O resultado também mostra uma grande diferenciação entre as diferentes áreas de pesquisa.
Um
dos destaques é a Química, área em que 14,7% dos artigos de elite
publicados por brasileiros em 2018 estão entre os 10% mais citados no
mundo - uma evolução considerável desde 20 anos antes, quando o índice
estava próximo de 5%. Ao mesmo tempo, a média geral do desempenho dos
artigos brasileiros na área da Química tem caído.
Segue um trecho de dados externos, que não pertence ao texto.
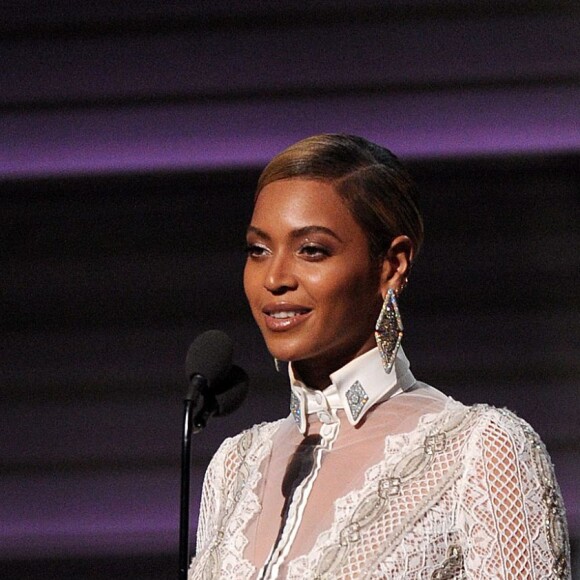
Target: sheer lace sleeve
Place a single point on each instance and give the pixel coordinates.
(213, 492)
(511, 506)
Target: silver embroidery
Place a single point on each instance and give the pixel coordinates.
(377, 503)
(435, 443)
(295, 407)
(357, 398)
(451, 566)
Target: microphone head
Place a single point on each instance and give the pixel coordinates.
(210, 355)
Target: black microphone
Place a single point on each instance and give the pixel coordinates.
(223, 398)
(215, 388)
(209, 359)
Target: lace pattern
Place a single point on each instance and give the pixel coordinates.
(469, 493)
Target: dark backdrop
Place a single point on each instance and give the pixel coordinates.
(131, 137)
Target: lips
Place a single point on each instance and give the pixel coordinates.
(280, 317)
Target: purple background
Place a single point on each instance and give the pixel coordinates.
(131, 139)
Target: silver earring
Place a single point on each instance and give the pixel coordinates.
(389, 330)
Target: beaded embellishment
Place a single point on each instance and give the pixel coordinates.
(357, 398)
(389, 330)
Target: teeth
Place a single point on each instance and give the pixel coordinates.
(286, 314)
Isso aponta para um
distanciamento entre os pesquisadores de ponta e os demais.
“Enquanto
o impacto médio da nossa produção cai de 2005 para cá, há um aumento de
estudos muito influentes dentro do total de artigos publicados – ou
seja, ocorre uma elitização (do ponto de vista intelectual) na área de
Química. Isso mostra que a elite de nossa ciência química se distancia
cada vez mais do pesquisador médio na área”, explica o relatório.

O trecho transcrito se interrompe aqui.